Son las seis de la mañana y los primeros rayos de sol nos ayudan a despertar un poco y nos indican el fin del turno. Mi compañero me recuerda a la familia de la rotonda “llamaré para saber como les fue” me indica. “Todos a salvo carro 14, padres en UCI, hijos alertas y activos” nos dice robóticamente una operadora distinta a la del comienzo del turno. Es mi primera sonrisa de la jornada, la primera de mi compañero, nos felicitamos con la mirada.

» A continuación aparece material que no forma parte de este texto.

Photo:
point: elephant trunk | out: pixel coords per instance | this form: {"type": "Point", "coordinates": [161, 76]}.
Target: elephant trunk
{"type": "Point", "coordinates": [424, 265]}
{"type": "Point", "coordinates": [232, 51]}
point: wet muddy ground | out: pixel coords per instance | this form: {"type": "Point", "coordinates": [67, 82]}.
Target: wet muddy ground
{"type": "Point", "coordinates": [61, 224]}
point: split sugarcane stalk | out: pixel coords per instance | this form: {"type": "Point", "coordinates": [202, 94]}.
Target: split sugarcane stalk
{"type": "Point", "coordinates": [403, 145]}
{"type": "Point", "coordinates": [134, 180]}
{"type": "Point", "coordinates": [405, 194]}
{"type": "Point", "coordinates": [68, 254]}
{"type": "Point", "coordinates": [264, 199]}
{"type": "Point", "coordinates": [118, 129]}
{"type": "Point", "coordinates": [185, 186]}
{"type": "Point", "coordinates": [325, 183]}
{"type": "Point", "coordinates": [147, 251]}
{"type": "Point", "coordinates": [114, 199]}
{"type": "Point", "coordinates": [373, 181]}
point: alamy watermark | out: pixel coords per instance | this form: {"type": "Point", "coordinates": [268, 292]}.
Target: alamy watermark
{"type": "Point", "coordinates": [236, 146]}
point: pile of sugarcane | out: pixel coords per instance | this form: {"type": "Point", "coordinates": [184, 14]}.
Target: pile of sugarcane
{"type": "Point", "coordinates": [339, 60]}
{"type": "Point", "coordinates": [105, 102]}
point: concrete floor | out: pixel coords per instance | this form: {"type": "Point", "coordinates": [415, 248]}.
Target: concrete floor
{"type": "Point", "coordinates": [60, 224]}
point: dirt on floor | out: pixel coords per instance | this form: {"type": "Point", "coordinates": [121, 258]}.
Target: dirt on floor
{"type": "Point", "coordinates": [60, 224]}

Sabemos que no nos recordarán pero nosotros no nos olvidaremos nunca de ellos, cuando salvamos a alguien siempre nos parece el primer rescate, igual de emocionante, igual de gratificante. Sabemos que ningún doctor podría salvar vidas si nosotros no se los colocaramos en las camillas. El radio suena y nos envía al último accidente del turno. Presiono acelerador y activo la sirena que siempre se escucha más fuerte después de noches como ésta.